Yesterday I baked a Country Rhubarb Cake from Darina Allen and a banana walnut loaf.
I am not a baker. I don't like the fuss. I don't like to read a recipe I can't 'interpret'. My 'artistic temperament' prevents me from being scientific. And there is far more room for error in cooking than there is in baking. It irritates my husband. He calls me "Julia" in the kitchen, because I love to throw salt into a pan from across the room, dice tomatoes so that they fly high into the air, chat away happily while not watching my fingers while handling a sharp knife, splosh things all over the stove when I stir them. I dislike long, complicated recipes, don't know the difference between baking powder and baking soda (except I think the latter is the one Matron would give us when our tummies hurt -- her "cocktail" she'd call it -- makes me shiver just thinking about it), and I forget to level off scoops of flour and sugar, the way proper bakers do. I just love it when other people bring the pudding so I don't have to bother. (There are a couple of exceptions to this rule: my mother's Norwegian rice pudding and Norwegian blotkake.)
My husband is precise, measured, scholarly in his approach to cooking. He reads recipes carefully, compares a few recipes to find the perfect one, likes the culinary magazines that show new techniques for handling mandolines, buys his knives directly from Japan and like to have at least twenty tongs always at his immediate disposal. Amusingly, we work well in the kitchen together. We've learned the steps of the dance, can interpret each other's hand signals and body language; we doh-si-doh as if we were dressed in gingham and denim.
The Maharishi's tong collection
But I can't stand wasting things, and with 5 black bananas in a paper bag in the fridge I decided that banana walnut bread was the answer. Martha's recipe is easy, moist, delicious. I added too many nuts, because I like them, but you don't have to.
The Country Rhubarb Cake is another matter.
First off, it's not really a cake. It's more like an empanada -- A sweet, bubbling filling of thinly sliced rhubarb suspended between two spongey pieces of pie crust. I see "cake" and I think cake tin and so dutifully I pulled out my silicon cake tin.
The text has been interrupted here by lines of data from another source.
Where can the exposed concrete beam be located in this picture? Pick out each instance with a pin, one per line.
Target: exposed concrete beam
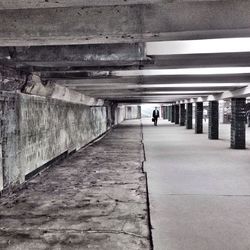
(199, 60)
(242, 92)
(220, 78)
(35, 4)
(112, 24)
(75, 55)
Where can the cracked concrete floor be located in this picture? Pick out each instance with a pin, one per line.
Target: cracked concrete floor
(199, 189)
(95, 199)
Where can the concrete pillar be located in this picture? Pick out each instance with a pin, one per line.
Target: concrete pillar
(213, 120)
(169, 113)
(177, 114)
(189, 116)
(182, 114)
(164, 112)
(199, 118)
(238, 123)
(173, 113)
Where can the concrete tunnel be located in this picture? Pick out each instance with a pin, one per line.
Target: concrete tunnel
(82, 166)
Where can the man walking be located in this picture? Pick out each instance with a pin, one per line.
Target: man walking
(156, 115)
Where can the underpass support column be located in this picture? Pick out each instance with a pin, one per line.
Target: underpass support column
(182, 114)
(213, 120)
(199, 118)
(177, 114)
(173, 113)
(169, 113)
(189, 116)
(238, 123)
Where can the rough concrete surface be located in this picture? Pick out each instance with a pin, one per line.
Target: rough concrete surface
(199, 189)
(96, 199)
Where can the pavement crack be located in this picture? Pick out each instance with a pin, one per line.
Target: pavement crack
(53, 230)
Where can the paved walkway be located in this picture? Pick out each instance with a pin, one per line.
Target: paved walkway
(199, 189)
(96, 199)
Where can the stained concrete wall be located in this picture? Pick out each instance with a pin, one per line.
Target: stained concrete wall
(133, 112)
(35, 130)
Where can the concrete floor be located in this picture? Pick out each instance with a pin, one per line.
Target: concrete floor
(199, 189)
(96, 199)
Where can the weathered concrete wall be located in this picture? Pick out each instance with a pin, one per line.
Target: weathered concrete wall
(36, 130)
(133, 112)
(120, 114)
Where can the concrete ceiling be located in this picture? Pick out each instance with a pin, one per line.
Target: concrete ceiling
(80, 44)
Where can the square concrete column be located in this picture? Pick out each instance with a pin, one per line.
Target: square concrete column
(182, 114)
(199, 118)
(165, 112)
(189, 116)
(177, 114)
(173, 113)
(238, 123)
(213, 120)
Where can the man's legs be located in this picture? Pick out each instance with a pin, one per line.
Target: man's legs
(156, 119)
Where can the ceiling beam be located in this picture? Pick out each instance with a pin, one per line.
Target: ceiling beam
(68, 78)
(199, 60)
(127, 23)
(35, 4)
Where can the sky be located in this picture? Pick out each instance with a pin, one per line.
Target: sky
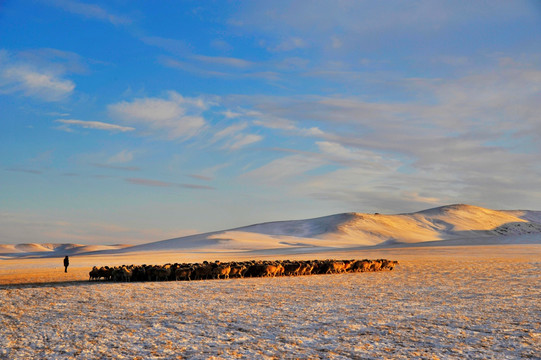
(132, 122)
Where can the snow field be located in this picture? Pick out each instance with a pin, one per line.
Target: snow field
(448, 308)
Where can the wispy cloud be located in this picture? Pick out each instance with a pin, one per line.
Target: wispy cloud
(91, 11)
(39, 73)
(31, 82)
(175, 116)
(96, 125)
(123, 156)
(116, 167)
(159, 183)
(23, 170)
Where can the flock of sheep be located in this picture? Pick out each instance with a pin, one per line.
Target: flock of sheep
(226, 270)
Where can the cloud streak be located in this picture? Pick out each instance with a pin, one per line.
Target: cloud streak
(91, 11)
(95, 125)
(175, 116)
(164, 184)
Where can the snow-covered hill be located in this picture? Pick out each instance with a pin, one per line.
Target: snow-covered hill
(450, 225)
(463, 224)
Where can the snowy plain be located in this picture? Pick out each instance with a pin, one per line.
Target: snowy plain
(447, 303)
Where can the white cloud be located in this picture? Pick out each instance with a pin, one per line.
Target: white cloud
(122, 157)
(288, 44)
(35, 83)
(227, 61)
(97, 125)
(175, 116)
(242, 140)
(284, 169)
(91, 11)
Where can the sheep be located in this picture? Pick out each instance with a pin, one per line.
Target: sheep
(226, 270)
(221, 270)
(183, 273)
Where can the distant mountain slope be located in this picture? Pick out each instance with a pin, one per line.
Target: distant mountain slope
(451, 224)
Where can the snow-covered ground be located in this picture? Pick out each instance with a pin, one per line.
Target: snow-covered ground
(450, 303)
(455, 224)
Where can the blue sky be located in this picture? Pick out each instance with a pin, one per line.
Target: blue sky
(130, 122)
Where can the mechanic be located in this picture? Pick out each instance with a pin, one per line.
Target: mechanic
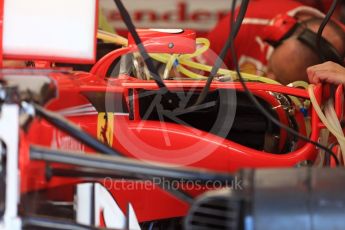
(289, 60)
(326, 72)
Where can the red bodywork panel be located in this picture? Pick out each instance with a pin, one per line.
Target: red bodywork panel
(144, 140)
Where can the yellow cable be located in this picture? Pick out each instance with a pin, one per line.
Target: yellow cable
(322, 117)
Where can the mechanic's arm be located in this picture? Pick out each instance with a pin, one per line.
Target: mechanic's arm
(326, 72)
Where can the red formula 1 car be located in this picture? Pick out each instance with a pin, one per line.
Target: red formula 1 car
(109, 148)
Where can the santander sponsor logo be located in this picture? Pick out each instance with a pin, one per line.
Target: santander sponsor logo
(195, 14)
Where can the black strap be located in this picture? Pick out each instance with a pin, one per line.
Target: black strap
(147, 59)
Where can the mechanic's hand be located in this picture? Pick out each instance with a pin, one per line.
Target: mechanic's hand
(326, 72)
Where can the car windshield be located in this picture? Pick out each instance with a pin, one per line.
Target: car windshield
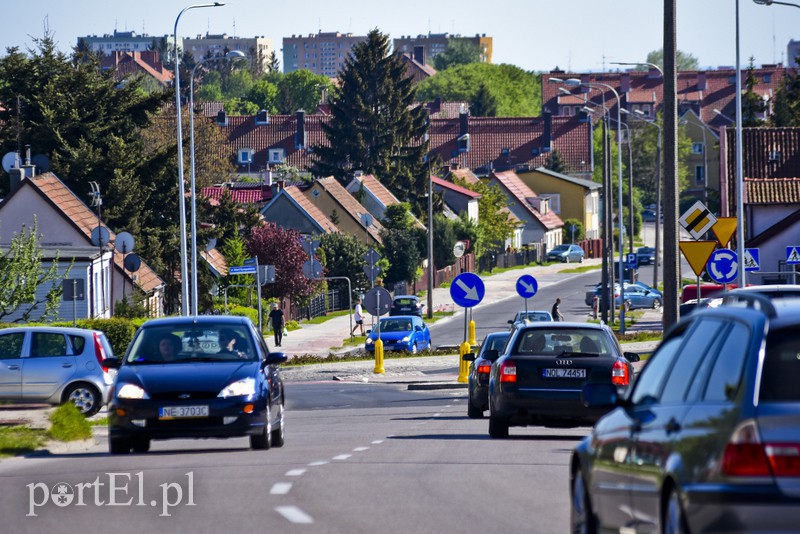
(560, 341)
(182, 343)
(395, 325)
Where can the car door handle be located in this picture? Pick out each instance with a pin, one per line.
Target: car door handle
(672, 426)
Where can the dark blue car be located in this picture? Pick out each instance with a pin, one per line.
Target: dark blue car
(196, 377)
(400, 333)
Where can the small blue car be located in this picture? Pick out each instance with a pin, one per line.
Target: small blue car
(400, 332)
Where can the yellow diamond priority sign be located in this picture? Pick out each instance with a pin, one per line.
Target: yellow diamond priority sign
(697, 220)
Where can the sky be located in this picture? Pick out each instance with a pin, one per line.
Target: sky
(535, 35)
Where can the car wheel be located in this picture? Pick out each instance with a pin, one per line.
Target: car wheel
(141, 445)
(261, 441)
(581, 517)
(498, 426)
(276, 437)
(674, 521)
(85, 397)
(119, 445)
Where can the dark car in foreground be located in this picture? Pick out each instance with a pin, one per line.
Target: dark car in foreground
(400, 333)
(539, 378)
(406, 305)
(479, 370)
(708, 438)
(49, 364)
(197, 377)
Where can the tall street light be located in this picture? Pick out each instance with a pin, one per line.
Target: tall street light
(232, 55)
(575, 82)
(181, 191)
(640, 116)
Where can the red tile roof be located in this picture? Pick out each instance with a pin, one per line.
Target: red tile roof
(521, 193)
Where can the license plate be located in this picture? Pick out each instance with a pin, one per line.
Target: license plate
(564, 373)
(182, 412)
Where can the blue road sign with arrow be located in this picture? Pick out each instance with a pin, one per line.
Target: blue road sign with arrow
(467, 290)
(722, 266)
(527, 286)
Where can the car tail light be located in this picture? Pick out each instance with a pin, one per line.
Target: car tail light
(508, 372)
(619, 374)
(99, 351)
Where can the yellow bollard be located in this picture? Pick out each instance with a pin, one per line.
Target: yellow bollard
(463, 367)
(471, 333)
(379, 357)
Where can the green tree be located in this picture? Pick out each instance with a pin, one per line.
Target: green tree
(517, 93)
(752, 104)
(458, 52)
(483, 104)
(21, 275)
(374, 126)
(683, 60)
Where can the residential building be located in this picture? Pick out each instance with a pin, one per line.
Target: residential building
(433, 44)
(771, 200)
(257, 49)
(568, 197)
(322, 53)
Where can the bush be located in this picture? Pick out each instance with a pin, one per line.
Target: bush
(69, 424)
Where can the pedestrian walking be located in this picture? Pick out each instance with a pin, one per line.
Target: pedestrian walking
(555, 312)
(358, 317)
(276, 318)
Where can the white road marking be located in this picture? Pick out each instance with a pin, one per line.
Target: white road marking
(294, 514)
(280, 488)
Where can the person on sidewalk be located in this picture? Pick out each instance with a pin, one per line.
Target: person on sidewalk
(276, 318)
(358, 317)
(555, 312)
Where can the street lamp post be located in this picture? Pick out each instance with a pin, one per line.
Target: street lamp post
(232, 55)
(181, 191)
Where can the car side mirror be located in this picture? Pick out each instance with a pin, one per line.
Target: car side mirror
(631, 356)
(111, 363)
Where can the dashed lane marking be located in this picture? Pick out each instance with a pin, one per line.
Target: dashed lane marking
(294, 514)
(280, 488)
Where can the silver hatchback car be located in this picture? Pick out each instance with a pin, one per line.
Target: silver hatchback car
(54, 365)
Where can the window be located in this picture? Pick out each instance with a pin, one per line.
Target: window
(700, 174)
(11, 346)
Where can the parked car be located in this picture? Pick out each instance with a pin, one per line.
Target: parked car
(646, 255)
(53, 365)
(478, 392)
(197, 377)
(531, 316)
(406, 305)
(400, 332)
(539, 377)
(708, 438)
(565, 253)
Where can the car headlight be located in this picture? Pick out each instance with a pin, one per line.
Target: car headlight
(131, 391)
(240, 388)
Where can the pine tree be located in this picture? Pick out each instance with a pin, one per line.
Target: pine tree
(375, 126)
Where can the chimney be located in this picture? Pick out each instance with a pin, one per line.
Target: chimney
(300, 135)
(419, 54)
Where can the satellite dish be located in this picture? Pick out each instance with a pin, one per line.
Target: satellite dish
(10, 161)
(132, 262)
(41, 161)
(100, 236)
(124, 243)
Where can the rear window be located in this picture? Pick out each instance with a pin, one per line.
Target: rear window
(781, 373)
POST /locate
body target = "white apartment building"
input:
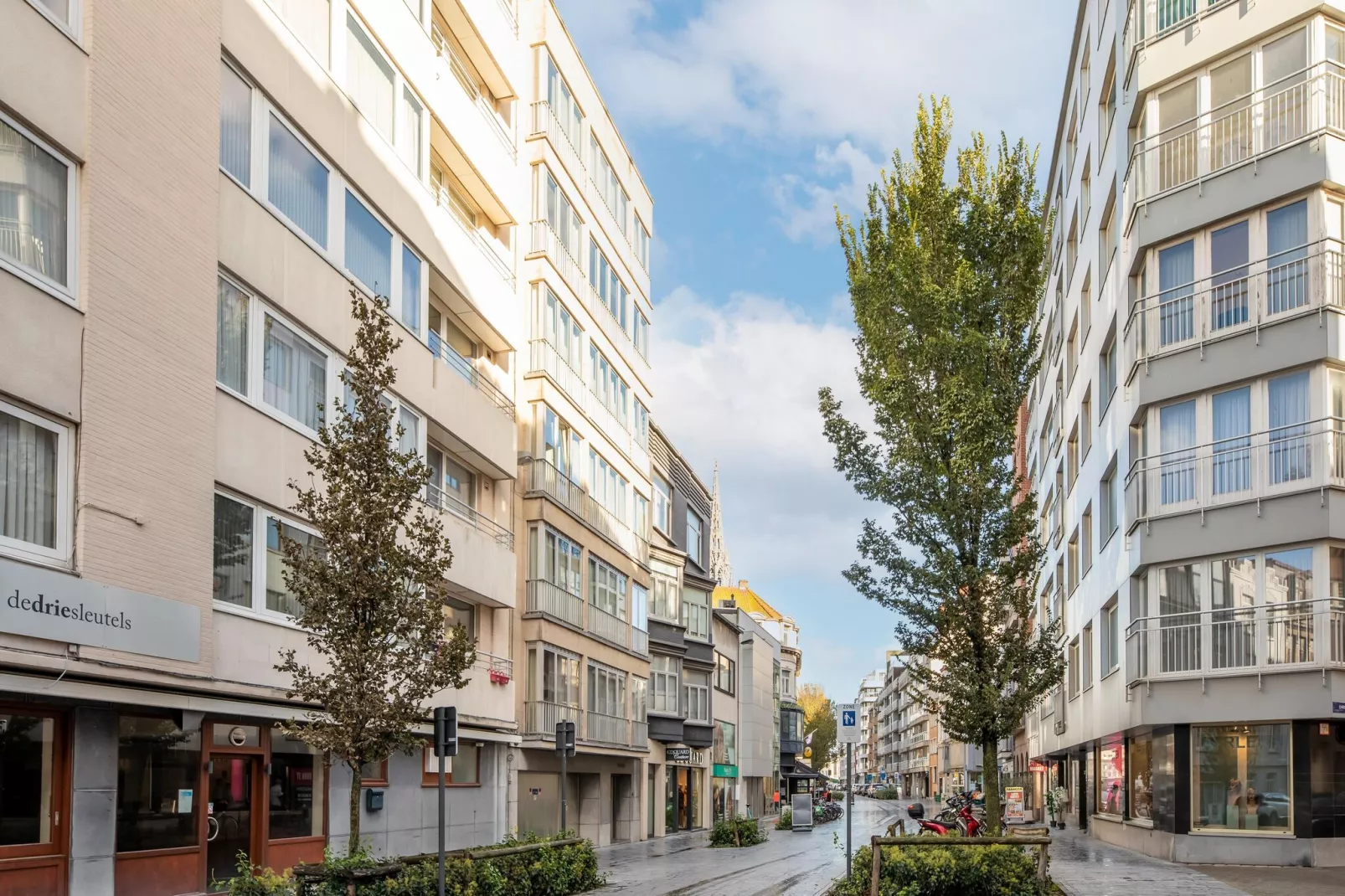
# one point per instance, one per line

The recipe instructs one to divide the cake mixture in two and "Roll out each piece to fit a 10-inch round baking dish." (Clue one: baking dish)
The rhubarb is piled on top of the first round, and the sugar, and then "place second pastry round on top and pinch edges together."
There was no way this was going to happen in my silicon pan.
So how bad could it be if I don't pinch it empanada style?
After an hour at 350F the cake was golden brown and the smell of caramelizing rhubarb filled the kitchen. I opened the oven door triumphantly and lifted the bendy silicon pan with oven gloves over to the counter feeling very smug indeed (some need to beat the system had been fulfilled; I have problems with authority figures also).
But, as the Pullein-Thompson sisters are fond of saying, pride comes before a fall.
The cake wobbled in its silicon jacket and in my huge oven mitts, I was unable to steady it, and the whole thing went in slow motion, head over heels onto the kitchen floor with an almighty, rhubarby splat.
The plaintive wail I emitted was loud enough for my 15 year old to appear from the shower dressed only in a handtowel.
"Oh Mamma, are you all right?" she asked in her alarmed voice.
"Noooooooooo" I howled.
I was standing in the middle of the kitchen, a Dalmatian on each side of me, and we were all staring, grief-stricken at the steaming rhubarb cake that lay on the floor. Drizzle of pink syrup decorated the cabinet. The silicon mould had hydro-planed a foot to the left.
"Well don't just stand there" said my quick-minded daughter. "Three second rule."
On our hands and knees, the dogs having been instructed to sit a few feet away but no doubt empathizing as only dogs can when delicious food has fallen to the floor, we carefully picked up the bits of the cake that hadn't had direct contact with the slate floor and put it back into the silicon tin. The spongey bits were golden, the rhubarb glossy and pink but the cake shape had a definite cubist bent.
Our Sunday night supper guests were due in an hour. What to do?
These are the times when I am enormously grateful to have an extra three boxes of Bird's Custard Mix. Because if you've got Bird's Custard, you've got trifle. I found a box of lovely blackberries in the fridge, whipped some cream, stirred up a pan of custard, chopped some pretty green pistachios and Bob's Your Uncle: my Country Rhubarb Cake became Country Rhubarb & Blackberry Trifle. And what's more, everyone loved it.
rhubarb trifle (picture thanks to the BBC)
It's our dirty little secret, dear reader.